The Persian Gulf emirate of Qatar, flush with oil riches and seeking to push its way to the front of the international stage, is in the midst of an enormous, decade-long building boom to construct facilities and infrastructure for the 2022 World Cup soccer tournament, the largest and most-viewed sporting event in the world. Unfortunately, Qatar is preparing for that moment of international cooperation and sport by grievously exploiting its foreign workers, subjecting them to dangerous conditions that should be drawing forceful condemnations from the world community.
A report last week by the government of India, which supplies a large share of Qatar's workers, suggests that more than 500 of its citizens have died there since 2012, primarily, according to the Guardian, in either on-site accidents or from working in inhumane conditions. Nepal, another big supplier of Qatar's labor force, recorded the deaths of 383 Nepali workers in that country in 2012-13.
International observers and human rights groups have described working conditions for foreign laborers in Qatar as intolerable and inhumane, citing dangerous work sites, confiscations of passports by employers, withheld wages, oppressively overcrowded worker dormitories and limited access to food and water despite 12-hour work shifts often in triple-digit temperatures.
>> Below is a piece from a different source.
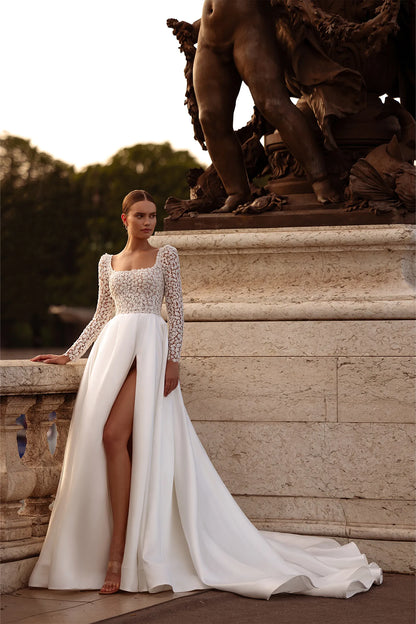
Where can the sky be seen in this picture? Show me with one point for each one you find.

Although conditions are difficult for foreign workers in many gulf countries, Amnesty International notes that Qatar is different because of its unusual exit permit system — under which foreign nationals can't leave the country without permission from their employers — its ban on unions and the sheer size of its foreign labor force.

From the Guardian

Calls grow for Fifa to take decisive action as human-rights group prepares to release report on mounting death toll

More than 400 Nepalese migrant workers have died on Qatar's building sites as the Gulf state prepares to host the World Cup in 2022, a report will reveal this week.
The grim statistic comes from the Pravasi Nepali Co-ordination Committee, a respected human rights organisation which compiles lists of the dead using official sources in Doha. It will pile new pressure on the Qatari authorities – and on football's world governing body, Fifa – to curb a mounting death toll that some are warning could hit 4,000 by the time the 2022 finals take place.
It also raises the question of how many migrant workers in total have died on construction sites since Qatar won the bid in 2010. Nepalese workers comprise 20% of Qatar's migrant workforce, and many others are drafted in from countries such as India, Bangladesh, Pakistan and Sri Lanka.
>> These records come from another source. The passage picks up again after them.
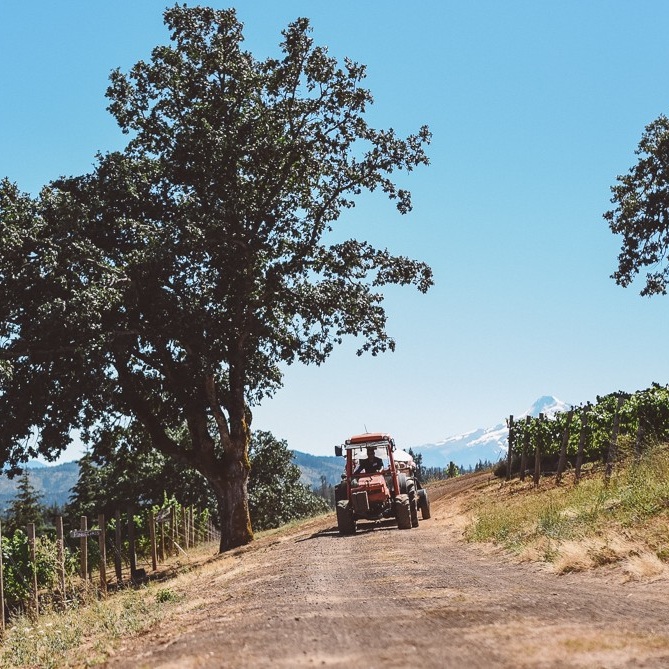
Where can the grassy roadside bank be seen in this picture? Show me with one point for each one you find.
(579, 527)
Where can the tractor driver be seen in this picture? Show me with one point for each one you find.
(372, 463)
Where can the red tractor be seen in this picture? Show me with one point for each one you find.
(379, 482)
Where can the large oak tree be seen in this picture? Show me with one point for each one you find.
(171, 284)
(641, 212)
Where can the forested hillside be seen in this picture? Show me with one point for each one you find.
(53, 483)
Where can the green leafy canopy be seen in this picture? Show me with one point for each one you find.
(173, 282)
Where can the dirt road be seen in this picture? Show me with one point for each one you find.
(390, 598)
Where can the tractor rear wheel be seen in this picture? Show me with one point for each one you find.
(413, 504)
(403, 512)
(424, 503)
(345, 520)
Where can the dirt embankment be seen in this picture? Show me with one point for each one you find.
(388, 598)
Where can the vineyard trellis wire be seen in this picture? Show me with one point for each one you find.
(616, 426)
(35, 568)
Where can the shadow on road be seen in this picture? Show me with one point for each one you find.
(363, 528)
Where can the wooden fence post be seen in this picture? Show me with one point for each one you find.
(581, 446)
(613, 444)
(83, 549)
(2, 585)
(152, 537)
(161, 545)
(131, 541)
(526, 445)
(640, 433)
(33, 560)
(562, 462)
(102, 543)
(60, 555)
(118, 544)
(173, 525)
(509, 424)
(537, 451)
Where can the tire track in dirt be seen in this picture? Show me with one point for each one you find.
(390, 598)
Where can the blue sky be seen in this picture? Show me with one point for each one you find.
(535, 107)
From Amnesty International

“The reality is that all foreign workers across the country are still subject to the restrictive sponsorship system which facilitates abuse,” said James Lynch.

"There are also serious questions relating to the implementation of these standards. In our experience enforcement is almost always the stumbling block. We need to know how the Supreme Committee will effectively address non-compliance by contractors and subcontractors.”

“Ultimately, these standards alone will not be enough - we need to see real reform including to the sponsorship system, led by the government, for all of Qatar's workers."

In November 2013, Amnesty International published a detailed report into the abuses against migrant construction workers in Qatar. For a full copy of the report please see:  The Dark Side of Migration: Spotlight on Qatar’s construction sector ahead of the World Cup
For further information or to arrange an interview with James Lynch, Amnesty International’s researcher on migrants’ rights in the Gulf please contact:

FIFA doesn't care about the abuse of workers building those stadiums for the 2022 World Cup its the profits that are most important.